このアルバムの最大の魅力は、ジャンルを超えたハイブリッドなサウンドと、強烈なメッセージ性にある。Algiersは、音楽を単なるエンターテイメントではなく、社会的・政治的な表現の手段として活用し、新たなロックの可能性を提示した。
一方で、ポップなメロディを期待するリスナーにとっては、やや難解に感じるかもしれない。しかし、実験的なロックやポストパンク、ゴスペルのエネルギーを愛するリスナーにとっては、圧倒的に魅力的な作品であることは間違いない。
おすすめアルバム
- TV on the Radio – Return to Cookie Mountain (2006)
ポストパンクとゴスペル、エレクトロの融合が本作と共通する。 - Nick Cave & The Bad Seeds – Let Love In (1994)
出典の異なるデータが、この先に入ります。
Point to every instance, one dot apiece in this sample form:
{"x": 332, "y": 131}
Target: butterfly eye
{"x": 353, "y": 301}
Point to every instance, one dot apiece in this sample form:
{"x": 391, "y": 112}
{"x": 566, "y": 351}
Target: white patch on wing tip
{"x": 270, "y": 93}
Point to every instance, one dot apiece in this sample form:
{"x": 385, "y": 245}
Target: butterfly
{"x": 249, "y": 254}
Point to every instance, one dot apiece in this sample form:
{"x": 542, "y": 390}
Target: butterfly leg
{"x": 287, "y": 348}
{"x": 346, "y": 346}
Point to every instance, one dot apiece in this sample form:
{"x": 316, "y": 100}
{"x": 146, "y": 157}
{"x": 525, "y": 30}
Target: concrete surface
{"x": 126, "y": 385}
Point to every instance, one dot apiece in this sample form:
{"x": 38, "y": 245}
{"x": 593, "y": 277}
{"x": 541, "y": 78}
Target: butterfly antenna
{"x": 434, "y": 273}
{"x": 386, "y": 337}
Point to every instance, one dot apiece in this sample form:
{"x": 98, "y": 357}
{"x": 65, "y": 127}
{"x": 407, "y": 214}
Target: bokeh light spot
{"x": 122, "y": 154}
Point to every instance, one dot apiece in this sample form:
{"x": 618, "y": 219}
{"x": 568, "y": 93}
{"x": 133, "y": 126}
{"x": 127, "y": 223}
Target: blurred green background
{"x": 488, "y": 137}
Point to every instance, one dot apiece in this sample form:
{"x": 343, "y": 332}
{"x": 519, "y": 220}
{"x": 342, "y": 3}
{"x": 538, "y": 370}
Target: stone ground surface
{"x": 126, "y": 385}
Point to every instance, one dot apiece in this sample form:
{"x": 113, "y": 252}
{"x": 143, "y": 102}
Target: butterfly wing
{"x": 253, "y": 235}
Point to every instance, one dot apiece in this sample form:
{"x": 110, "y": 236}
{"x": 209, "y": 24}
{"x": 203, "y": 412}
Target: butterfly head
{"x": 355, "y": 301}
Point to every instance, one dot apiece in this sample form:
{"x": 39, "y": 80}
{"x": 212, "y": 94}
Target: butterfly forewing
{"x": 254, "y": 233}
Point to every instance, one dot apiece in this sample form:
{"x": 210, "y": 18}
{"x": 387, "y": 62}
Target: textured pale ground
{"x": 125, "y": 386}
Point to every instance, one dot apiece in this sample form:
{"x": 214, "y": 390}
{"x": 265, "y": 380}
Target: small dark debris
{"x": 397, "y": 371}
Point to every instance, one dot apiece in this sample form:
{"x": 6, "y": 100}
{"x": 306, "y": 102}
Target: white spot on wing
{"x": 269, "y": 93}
ダークで詩的な歌詞と、ブルースの影響を感じさせるサウンドが似ている。 - Gospel – The Moon Is a Dead World (2005)
ポストハードコアとゴスペル的なヴォーカルが融合した作品。 - Public Enemy – It Takes a Nation of Millions to Hold Us Back (1988)
政治的メッセージと音楽の融合という点で、本作とリンクする。 - Gang of Four – Entertainment! (1979)
ポストパンクの鋭いギターリフと政治的メッセージが共通する。